Aus aktuellem Anlass wollen wir daher das Gift der Religion im bundesrätlichen Gehirn beleuchten. Unser Magistrat will nämlich das Gentech-Moratorium verlängern. Nun, in all den Jahren habe ich nie auch nur ein einziges Argument gehört, welches für dieses Moratorium sprechen würde, ausser dem religiösen Irrglauben, dass Forscher in die Schöpfung eingreifen. Jemand, der glaubt, dass es eine Schöpfung gibt, muss auch an Wunder glauben. Wer an Wunder glaubt, sollte aber kein Land regieren. Im übertragenen Sinn ist kürzlich fast ein Wunder geschehen. Das internationale medizinische Komitee von Lourdes hat entschieden, dass es nicht mehr bereit ist zu entscheiden, ob einem Wasser trinkenden Gläubigen effektiv ein Wunder passiert ist. Dass dieses Mediziner-Komitee rebellierte, ist allerdings kein Wunder. In all den Jahren hat dieses Gremium aus den 7000 «Wunderheilungen» bloss 67 als echte Wunder eingestuft. Nachgewachsene Amputationen wurden übrigens nie beglaubigt, das wäre selbst für einen Gläubigen zu viel des Wunders. Dank der vergleichenden Statistik wurde festgestellt, dass diese Zahl der «Wunder» etwa gleich gross ist wie die Zahl der Spontanheilungen, die man auch bei Ungläubigen feststellen kann. Somit wolle man es künftig der Kirche überlassen, ob eine Heilung ein Wunder sei?
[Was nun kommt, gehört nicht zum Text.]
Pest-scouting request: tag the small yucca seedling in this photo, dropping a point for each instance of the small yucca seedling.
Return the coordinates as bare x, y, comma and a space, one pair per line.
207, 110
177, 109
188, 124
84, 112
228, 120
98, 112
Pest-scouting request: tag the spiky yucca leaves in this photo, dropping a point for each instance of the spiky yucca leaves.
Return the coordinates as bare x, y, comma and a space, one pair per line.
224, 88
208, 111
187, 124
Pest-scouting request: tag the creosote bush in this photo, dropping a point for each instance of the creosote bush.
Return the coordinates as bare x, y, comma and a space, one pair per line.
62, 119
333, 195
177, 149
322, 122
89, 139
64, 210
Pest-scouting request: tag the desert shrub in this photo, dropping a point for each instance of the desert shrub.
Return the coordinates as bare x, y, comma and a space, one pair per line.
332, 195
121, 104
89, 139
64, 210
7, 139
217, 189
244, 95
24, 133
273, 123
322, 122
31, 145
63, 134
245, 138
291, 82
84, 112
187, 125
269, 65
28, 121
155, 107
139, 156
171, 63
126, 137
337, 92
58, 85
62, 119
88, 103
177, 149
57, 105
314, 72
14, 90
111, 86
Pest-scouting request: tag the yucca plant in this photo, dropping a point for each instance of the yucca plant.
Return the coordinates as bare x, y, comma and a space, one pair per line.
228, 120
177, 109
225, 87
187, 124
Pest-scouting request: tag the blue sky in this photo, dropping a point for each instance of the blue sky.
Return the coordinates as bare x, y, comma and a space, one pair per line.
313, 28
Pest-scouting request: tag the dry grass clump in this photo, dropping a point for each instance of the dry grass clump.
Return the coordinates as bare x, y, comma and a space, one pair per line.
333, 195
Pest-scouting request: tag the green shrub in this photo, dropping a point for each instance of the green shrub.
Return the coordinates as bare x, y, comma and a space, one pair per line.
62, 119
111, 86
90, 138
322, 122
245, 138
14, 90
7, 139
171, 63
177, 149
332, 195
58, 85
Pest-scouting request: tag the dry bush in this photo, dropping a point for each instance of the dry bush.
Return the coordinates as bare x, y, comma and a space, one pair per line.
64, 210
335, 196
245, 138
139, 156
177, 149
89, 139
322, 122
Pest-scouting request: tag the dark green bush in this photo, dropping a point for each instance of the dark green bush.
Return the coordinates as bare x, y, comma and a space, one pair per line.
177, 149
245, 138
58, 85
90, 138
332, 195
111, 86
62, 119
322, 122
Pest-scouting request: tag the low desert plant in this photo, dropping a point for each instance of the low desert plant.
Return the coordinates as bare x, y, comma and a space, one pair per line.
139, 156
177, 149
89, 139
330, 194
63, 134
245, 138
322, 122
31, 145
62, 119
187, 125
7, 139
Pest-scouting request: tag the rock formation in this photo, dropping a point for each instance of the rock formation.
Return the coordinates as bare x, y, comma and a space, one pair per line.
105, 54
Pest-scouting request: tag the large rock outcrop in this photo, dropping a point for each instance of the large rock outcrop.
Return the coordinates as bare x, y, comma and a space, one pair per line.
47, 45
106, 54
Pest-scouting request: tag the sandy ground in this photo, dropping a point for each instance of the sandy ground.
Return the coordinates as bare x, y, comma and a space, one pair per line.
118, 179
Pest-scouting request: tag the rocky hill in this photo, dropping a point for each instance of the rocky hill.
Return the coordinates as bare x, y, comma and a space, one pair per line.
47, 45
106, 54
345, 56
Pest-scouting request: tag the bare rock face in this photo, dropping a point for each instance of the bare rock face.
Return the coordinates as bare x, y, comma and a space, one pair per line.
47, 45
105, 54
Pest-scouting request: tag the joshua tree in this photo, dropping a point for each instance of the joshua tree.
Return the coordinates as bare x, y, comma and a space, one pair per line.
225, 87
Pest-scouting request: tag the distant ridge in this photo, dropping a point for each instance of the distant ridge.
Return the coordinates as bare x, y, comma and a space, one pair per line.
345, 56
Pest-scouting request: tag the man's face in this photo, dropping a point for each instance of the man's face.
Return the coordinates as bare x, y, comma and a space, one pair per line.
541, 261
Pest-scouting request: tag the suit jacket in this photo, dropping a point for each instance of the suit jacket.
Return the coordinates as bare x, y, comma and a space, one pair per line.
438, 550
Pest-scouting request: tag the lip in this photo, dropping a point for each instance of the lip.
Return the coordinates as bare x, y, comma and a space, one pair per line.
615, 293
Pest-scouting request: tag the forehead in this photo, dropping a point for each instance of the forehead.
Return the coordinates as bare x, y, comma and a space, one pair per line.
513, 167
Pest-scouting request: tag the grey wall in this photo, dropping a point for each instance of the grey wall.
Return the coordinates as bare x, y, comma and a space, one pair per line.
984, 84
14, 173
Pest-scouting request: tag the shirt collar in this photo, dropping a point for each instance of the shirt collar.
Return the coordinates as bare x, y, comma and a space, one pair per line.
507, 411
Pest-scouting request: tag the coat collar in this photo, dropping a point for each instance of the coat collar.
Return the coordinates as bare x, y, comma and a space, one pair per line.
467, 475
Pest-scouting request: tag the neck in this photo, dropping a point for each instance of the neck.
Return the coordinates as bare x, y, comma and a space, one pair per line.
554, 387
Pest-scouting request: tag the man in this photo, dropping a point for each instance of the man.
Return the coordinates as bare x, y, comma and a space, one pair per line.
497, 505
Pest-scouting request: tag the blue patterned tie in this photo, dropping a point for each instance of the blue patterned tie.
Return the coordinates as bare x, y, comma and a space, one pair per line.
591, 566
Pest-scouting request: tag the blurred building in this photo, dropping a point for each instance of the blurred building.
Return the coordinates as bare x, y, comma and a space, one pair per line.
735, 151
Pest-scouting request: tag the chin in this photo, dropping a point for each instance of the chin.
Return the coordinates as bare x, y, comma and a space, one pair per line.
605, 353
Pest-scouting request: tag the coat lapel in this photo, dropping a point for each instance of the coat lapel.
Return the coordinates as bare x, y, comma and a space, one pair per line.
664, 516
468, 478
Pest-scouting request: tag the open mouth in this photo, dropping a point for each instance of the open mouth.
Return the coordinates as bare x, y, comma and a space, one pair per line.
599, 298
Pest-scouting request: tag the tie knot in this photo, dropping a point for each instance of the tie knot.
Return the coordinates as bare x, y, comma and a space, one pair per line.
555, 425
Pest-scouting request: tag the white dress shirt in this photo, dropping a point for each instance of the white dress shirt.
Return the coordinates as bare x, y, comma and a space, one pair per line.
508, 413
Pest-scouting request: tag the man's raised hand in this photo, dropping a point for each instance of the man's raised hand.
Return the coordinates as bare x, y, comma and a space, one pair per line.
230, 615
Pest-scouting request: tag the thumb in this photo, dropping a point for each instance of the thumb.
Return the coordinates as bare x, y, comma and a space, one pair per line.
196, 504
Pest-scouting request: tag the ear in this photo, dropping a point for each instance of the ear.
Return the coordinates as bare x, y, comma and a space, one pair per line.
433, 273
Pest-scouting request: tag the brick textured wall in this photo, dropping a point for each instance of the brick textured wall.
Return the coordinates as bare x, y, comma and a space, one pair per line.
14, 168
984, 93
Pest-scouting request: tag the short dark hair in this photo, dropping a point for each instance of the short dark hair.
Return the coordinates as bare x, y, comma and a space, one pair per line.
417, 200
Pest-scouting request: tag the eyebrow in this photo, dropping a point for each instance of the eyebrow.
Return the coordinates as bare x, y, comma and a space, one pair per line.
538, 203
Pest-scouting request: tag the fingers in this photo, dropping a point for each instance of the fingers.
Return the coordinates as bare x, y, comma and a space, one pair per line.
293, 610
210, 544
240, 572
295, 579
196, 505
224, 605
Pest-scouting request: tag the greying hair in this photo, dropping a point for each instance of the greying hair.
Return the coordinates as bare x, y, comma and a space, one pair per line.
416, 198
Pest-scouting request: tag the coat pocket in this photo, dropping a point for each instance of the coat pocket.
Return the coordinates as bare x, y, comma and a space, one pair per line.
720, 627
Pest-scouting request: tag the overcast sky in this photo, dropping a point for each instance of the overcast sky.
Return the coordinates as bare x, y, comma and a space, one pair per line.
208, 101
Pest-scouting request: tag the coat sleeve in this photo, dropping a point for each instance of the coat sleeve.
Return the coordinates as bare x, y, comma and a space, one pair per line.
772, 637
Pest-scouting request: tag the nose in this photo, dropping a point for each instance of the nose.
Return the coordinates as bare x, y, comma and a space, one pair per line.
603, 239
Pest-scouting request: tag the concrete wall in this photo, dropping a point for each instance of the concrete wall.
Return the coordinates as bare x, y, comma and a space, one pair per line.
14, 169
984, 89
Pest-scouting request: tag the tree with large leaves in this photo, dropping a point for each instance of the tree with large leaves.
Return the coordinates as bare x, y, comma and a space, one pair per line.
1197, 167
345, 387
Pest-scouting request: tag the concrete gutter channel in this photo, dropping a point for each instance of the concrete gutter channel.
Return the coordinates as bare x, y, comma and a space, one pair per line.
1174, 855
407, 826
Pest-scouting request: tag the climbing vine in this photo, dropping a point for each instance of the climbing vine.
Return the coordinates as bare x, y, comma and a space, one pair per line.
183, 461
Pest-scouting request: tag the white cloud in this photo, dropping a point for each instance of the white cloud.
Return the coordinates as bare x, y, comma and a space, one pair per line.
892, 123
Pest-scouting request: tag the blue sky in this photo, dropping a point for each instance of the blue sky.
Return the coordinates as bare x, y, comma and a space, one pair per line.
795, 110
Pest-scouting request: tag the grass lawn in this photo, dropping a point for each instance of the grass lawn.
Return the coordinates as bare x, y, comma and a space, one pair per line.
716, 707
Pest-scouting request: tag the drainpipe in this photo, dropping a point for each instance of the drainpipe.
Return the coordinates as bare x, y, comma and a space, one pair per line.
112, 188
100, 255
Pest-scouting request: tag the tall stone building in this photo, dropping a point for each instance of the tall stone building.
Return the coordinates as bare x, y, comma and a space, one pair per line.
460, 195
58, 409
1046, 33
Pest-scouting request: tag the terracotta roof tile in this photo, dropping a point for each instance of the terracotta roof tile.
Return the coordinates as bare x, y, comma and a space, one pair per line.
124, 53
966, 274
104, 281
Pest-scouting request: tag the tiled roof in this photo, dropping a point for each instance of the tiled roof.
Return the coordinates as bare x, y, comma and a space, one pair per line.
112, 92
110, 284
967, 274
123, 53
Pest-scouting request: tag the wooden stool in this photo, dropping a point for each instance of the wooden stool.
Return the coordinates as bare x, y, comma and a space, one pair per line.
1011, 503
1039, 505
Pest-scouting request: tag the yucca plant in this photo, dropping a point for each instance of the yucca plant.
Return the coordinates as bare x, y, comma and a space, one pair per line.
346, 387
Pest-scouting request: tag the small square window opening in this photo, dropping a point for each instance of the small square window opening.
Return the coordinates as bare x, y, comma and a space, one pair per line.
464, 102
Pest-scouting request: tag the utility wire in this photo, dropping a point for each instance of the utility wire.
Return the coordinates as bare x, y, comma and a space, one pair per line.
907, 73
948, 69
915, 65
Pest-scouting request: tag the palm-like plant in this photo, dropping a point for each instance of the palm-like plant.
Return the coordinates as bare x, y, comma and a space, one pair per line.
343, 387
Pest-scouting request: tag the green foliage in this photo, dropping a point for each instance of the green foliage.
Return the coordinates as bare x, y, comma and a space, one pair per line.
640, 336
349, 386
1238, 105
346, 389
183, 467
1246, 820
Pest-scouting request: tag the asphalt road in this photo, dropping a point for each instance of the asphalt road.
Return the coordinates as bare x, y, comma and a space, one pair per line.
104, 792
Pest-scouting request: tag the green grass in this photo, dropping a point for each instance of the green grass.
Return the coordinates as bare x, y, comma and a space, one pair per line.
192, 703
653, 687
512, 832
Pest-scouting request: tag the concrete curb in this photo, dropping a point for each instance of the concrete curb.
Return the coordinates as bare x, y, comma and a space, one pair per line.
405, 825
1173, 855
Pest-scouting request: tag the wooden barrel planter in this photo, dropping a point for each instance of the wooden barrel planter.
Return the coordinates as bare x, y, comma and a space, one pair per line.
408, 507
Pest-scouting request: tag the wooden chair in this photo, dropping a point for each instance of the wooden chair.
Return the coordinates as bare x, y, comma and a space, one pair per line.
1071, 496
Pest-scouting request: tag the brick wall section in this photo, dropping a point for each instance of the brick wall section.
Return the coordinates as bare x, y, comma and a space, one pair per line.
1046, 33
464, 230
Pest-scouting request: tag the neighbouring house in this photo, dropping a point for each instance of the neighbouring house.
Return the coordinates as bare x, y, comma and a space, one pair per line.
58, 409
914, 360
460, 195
Der neue nationale Feiertag sollte «E-Day» genannt werden: E für Evolution, im Gedenken an Charles Darwin.

Unser wundergläubiger Bundesrat argumentiert hingegen, das laufende nationale Forschungsprogramm solle ohne politischen Druck weitergeführt werden. Daher brauche das Moratorium eine Verlängerung. Diese Begründung zeigt nur, wie in unserem pseudo-säkularisierten Staat Wörter wie «politisch» und «religiös» konstant verwechselt werden. Im Zusammenhang mit dem Gentech-Moratorium ist «politisch» als «religiös» zu verstehen. Der religiöse Druck besteht übrigens auf nationaler Ebene seit langem, weshalb es keinen einzigen atheistischen Politiker gibt.

Es gibt Schweizer Städte mit mehr als 30% Konfessionslosen. Was für ein Wählerpotenzial! Es brauchte nur das atheistische Outing eines Politikers und das Versprechen, sich für die Realität einzusetzen, schon hätte man Fraktionsstärke. Als medienwirksamer Polit-Event böte sich ein Postulat an, Christi Himmelfahrt in einen nationalen Feiertag umzutaufen. Der vielgelobte Respekt wäre für einmal keine Worthülse, schliesslich kann man anderen Monotheisten nicht zumuten, an diesem Tag einen fremden Messias zu preisen. Es bietet sich ein politischer Kompromiss an, weil der neue nationale Feiertag «E-Day» genannt werden sollte: E für Evolution. Wir würden eines der herausragendsten Denker der Menschheit gedenken: Charles Darwin. In der Hoffnung, dass zumindest seine Schriften die «NZZ am Sonntag» in seinem 200. Geburtsjahr noch beleben, möchte ich diesem grossen Humanisten bereits jetzt zum Geburtstag am 12. Februar gratulieren: Happy Birthday, Charly!


Beda M. Stadler ist Direktor des Instituts für Immunologie und Professor für Immunologie an der Universität Bern.